The bloc is determined not to let car production go the way of its solar industry, which was overwhelmed by fierce competition from cheap Chinese imports a decade ago. On Wednesday, European Commission President Ursula von der Leyen announced an anti-subsidy probe into China’s electric vehicle industry, marking an escalation of tensions with Beijing as the bloc aims to reduce its dependence on China.
It should come as no surprise that the Chinese state has heavily subsidised its electric vehicle industry. From raw materials through to production, it has been cornering the supply chain for decades. It has acted in an anti-competitive manner and it is fair for the EU to investigate Chinese practices. But, ultimately, retaliatory measures would not be in its interests.
First, if it is serious about its goal to lower carbon emissions as quickly as possible, it should not matter where EVs are being produced — particularly as the EU intends to ban the sale of new combustion engine cars from 2035. There is also no clear national security risk from China’s presence in the European EV market and it already faces a 10 per cent tariff. Indeed, Brussels imposed tariffs in 2013 on Chinese solar panels but lifted them five years later because it could not reach its renewable energy targets without them.

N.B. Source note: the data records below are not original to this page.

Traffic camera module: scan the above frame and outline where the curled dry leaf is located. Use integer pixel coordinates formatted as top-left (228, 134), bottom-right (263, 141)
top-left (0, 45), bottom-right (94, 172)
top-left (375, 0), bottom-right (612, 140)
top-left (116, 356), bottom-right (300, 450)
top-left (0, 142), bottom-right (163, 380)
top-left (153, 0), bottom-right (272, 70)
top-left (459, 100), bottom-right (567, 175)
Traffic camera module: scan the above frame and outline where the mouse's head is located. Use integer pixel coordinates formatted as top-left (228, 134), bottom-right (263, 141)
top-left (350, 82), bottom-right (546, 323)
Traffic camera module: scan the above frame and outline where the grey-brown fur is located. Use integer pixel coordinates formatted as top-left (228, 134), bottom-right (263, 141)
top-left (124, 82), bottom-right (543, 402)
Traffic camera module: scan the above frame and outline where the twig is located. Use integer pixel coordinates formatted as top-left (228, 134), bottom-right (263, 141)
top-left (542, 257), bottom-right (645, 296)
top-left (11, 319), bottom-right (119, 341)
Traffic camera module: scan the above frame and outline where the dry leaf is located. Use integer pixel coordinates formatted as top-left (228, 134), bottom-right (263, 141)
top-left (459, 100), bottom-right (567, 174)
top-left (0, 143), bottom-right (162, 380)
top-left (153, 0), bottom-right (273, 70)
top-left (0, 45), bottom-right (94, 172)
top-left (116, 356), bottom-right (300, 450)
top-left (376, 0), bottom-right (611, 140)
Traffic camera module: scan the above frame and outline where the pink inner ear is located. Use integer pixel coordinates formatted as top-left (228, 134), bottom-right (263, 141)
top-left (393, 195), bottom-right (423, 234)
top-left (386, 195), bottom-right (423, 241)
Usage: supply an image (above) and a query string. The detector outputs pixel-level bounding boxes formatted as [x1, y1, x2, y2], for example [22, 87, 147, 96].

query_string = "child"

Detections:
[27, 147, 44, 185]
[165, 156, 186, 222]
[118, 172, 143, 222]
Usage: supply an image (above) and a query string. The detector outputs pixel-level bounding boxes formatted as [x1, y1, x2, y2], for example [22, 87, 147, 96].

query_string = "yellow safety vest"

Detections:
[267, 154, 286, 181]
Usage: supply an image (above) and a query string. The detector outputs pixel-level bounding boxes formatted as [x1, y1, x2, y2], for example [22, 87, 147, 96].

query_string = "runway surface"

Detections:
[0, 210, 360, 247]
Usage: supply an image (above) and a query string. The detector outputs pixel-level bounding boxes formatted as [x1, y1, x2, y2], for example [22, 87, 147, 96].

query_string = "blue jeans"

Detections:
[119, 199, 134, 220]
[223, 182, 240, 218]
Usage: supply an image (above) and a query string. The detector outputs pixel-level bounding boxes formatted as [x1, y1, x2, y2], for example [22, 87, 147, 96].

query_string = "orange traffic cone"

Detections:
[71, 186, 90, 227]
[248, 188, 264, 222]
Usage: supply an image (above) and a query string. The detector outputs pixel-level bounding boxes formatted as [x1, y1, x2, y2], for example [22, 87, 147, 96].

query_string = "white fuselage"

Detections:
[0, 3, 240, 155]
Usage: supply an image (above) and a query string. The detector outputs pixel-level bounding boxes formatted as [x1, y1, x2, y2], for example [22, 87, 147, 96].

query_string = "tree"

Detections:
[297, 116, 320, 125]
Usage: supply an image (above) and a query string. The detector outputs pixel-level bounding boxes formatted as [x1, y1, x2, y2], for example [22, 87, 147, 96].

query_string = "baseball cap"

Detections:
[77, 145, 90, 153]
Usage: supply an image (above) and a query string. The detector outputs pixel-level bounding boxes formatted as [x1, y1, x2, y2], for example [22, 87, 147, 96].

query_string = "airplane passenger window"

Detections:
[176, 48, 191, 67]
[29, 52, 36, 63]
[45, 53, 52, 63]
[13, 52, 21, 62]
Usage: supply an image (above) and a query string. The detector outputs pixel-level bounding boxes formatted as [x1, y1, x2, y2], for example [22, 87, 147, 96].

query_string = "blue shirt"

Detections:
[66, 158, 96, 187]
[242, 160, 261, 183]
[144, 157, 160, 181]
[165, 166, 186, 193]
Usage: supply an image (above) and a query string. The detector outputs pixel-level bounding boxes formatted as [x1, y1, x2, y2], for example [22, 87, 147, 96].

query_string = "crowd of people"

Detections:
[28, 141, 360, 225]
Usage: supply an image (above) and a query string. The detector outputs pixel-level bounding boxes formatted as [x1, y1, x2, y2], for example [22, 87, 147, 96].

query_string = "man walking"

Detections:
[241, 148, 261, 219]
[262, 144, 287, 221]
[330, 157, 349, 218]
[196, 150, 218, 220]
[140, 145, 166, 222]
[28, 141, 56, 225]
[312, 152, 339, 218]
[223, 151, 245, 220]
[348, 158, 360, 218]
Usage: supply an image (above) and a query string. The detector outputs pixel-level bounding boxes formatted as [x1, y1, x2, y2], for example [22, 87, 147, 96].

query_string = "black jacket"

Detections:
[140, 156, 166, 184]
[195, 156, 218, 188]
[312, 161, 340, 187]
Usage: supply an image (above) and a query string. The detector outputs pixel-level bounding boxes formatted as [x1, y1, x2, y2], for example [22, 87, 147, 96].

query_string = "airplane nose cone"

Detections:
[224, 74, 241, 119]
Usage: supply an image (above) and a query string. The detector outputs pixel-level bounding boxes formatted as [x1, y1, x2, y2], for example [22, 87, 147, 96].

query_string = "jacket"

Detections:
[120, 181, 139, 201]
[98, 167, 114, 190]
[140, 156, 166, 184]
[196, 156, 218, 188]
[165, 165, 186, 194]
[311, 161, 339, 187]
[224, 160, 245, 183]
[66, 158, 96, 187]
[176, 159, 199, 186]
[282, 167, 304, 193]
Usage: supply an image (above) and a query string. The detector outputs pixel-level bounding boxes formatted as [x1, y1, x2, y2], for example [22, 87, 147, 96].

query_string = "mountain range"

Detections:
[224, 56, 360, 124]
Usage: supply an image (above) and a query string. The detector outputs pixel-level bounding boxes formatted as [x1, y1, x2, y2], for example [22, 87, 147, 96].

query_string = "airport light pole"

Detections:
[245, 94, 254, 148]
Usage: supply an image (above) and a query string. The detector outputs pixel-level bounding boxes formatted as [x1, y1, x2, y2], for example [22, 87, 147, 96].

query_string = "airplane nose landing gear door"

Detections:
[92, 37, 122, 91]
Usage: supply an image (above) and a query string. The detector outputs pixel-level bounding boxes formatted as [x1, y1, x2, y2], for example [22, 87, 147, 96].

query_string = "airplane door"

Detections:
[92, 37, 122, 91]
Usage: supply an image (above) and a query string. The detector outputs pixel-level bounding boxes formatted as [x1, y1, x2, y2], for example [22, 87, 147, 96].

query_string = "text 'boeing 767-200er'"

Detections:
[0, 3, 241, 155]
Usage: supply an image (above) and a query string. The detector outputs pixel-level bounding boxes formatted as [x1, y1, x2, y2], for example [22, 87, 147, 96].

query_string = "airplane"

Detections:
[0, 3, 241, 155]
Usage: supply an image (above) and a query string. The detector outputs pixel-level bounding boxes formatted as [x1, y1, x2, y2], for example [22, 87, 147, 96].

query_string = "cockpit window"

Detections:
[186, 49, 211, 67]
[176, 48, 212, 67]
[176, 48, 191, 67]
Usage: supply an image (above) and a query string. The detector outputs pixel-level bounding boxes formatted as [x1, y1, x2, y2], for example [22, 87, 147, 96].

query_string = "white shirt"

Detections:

Further tariffs on Chinese imports would also coddle European carmakers, which have dawdled on EVs for years. German manufacturers have long been resistant, with trade unions and car lobbies reluctant to shift away from internal combustion engines — where European industry has prowess, and which are also more labour-intensive.
EU tariffs on Chinese EVs would also sour relations and risk triggering retaliation from Beijing, which could be harmful to European interests; on Thursday, China’s commerce ministry attacked the EU’s probe as a “naked protectionist act”. Cheap imports from China during a cost of living crisis benefit the EU, particularly while European production is less efficient. German producers rely heavily on selling into the Chinese market, and European manufacturers are already integrating batteries made by Chinese companies in Europe or China into their supply chains. Efforts to counter car imports from Japan in the 1980s ultimately led to Japanese firms shifting production to Europe anyhow.
The probe itself may merely be von der Leyen’s response to political pressure. Nonetheless, Europe still needs to accelerate the development of EV models and knowhow, to ensure it does not become overly reliant on Chinese production. Indeed, given prospective levels of EV demand, there will be a large enough market for domestic manufacturers even if Chinese EVs continue to flood in. Imports of Chinese EVs are only a small share of the bloc’s market, though forecast to rise to 15 per cent in the coming years.
China has created an uneven playing field, but the gap between European and Chinese EV makers cannot be entirely ascribed to Beijing’s actions. Europe has dallied over the transition and lacked foresight. The bloc needs to increase its foothold in EVs — improved tax incentives and building charging infrastructure could help. But resorting to protectionism is not the answer. Industries are always evolving and for automakers it is now the battery, not the engine, that offers the added value. Europe has learnt that the hard way. Perhaps competitive pressures can help its manufacturers to finally make the leap.